REPUBLIKA.CO.ID,YERUSALEM -- Perdana Menteri Israel Benjamin Netanyahu mengkonfirmasi negosiasi yang dimediasi Qatar untuk mengembalikan sandera dari Hamas di Gaza sedang dilakukan. Hal ini ia sampaikan setelah seorang sumber mengatakan kepala negosiasi Israel bertemu perdana menteri Qatar.
Dalam konferensi pers Netanyahu menghindari pertanyaan mengenai pertemuan antara pemimpin negosiasi, Kepala Mossad David Barnea dengan Perdana Menteri Qatar Sheikh Mohammed bin Abdulrahman Al Thani, Jumat (15/12/2023) lalu. Namun ia mengkonfirmasi ia memberi instruksi pada tim negosiasi.
"Kami mengkritik dengan serius Qatar, mengenai yang saya kira anda mendengarnya nanti, tapi saat ini kami mencoba untuk menyelesaikan pemulangan sandera kami," katanya, Ahad (17/12/2023).
Ia menyinggung hubungan negara Arab Teluk kaya minyak itu dengan Hamas dan Iran. Berita tentang negosiasi baru pertama kali dilaporkan Axios. Berita ini muncul setelah tentara Israel membunuh tiga warga Israel yang disandera Hamas.
Mereka ditembak pasukan Israel meski sudah mengibarkan bendera putih tanda menyerah setelah berhasil kabur dari penyandera mereka. Netanyahu mengatakan ia tidak akan mengungkapkan isi pertemuan tim negosiasi.
"Terdapat satu kesalahan yang kami lakukan, yang mana mengandalkan kalkulasi kami pada Hamas, pada dunia, kami tidak boleh mengungkapkan detail negosiasi," katanya.
Perang Gaza yang dimulai serangan mendadak Hamas ke Israel pada 7 Oktober lalu mengguncang kawasan dan kekuatan dunia. Sementara korban jiwa dari rakyat Palestina terus bertambah.
Israel yang berjanji membasmi Hamas juga berusaha memulangkan sandera yang diculik dalam serangan mendadak. Netanyahu berjanji mempertahankan tekanan militer pada Hamas di Gaza.

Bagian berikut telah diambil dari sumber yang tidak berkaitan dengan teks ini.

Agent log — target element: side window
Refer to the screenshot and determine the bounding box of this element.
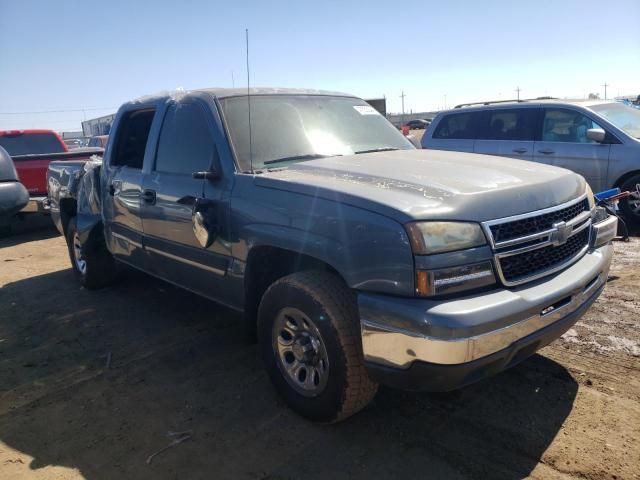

"Instruksi yang saya berikan pada tim negosiasi didasarkan tekanan ini, tanpanya kami tidak memiliki apa-apa," kata Netanyahu.
Seorang sumber mengatakan Barnea yang merupakan kepala intelijen Israel atau Mossad bertemu Al Thani pada Jumat lalu di Eropa. Al Thani merupakan mediator kunci perang di Gaza. Sementara sumber dari Mesir mengindikasi Israel mulai lebih terbuka untuk membuat kesepakatan baru dengan Hamas.
Dua sumber keamanan Mesir mengatakan para pejabat Israel tampak lebih terbuka dalam pembicaraan dengan para mediator untuk mencapai kesepakatan gencatan senjata baru dan pembebasan para tahanan Palestina sebagai imbalan atas pembebasan para sandera.
Sumber-sumber Mesir tersebut mengatakan para pejabat Israel tampaknya berubah pikiran mengenai beberapa hal yang sebelumnya mereka tolak. Namun para sumber tidak menjelaskan lebih lanjut.
Tidak ada tanggapan langsung dari juru bicara pemerintah Netanyahu atas penilaian Mesir tersebut.
Israel meyakini 20 atau lebih dari 130 sandera yang masih ditahan di Gaza telah tewas. Pada Sabtu (16/12/2023) keluarga-keluarga para sandera berunjuk rasa menuntut agar Israel mempertimbangkan untuk membebaskan para militan senior Palestina dari penjara dalam kesepakatan pertukaran baru.
"Pemerintah Israel harus aktif. Mereka harus memberikan tawaran, termasuk tahanan yang berlumuran darah, dan memberikan tawaran terbaik untuk membebaskan para sandera dalam keadaan hidup," kata Ruby Chen, ayah salah satu warga Israel yang masih disandera, Itay Chen.
"Kami tidak ingin mereka kembali dalam keadaan mati," tambahnya.
Pemimpin Hamas di pengasingan, Osama Hamdan, mengatakan mereka hanya akan membebaskan tentara yang ditawan di Gaza "sampai seluruh agresi dihentikan." Ia mengatakan hal itu harus dilakukan melalui kesepakatan yang dinegosiasikan "sesuai dengan syarat-syarat yang ditetapkan oleh pihak perlawanan."
Dalam upaya nyata untuk mempengaruhi opini publik Israel, Hamas juga merilis video yang menunjukkan para sandera yang terbunuh dan video itu diakhiri dengan peringatan dalam bahasa Ibrani: "Waktu hampir habis."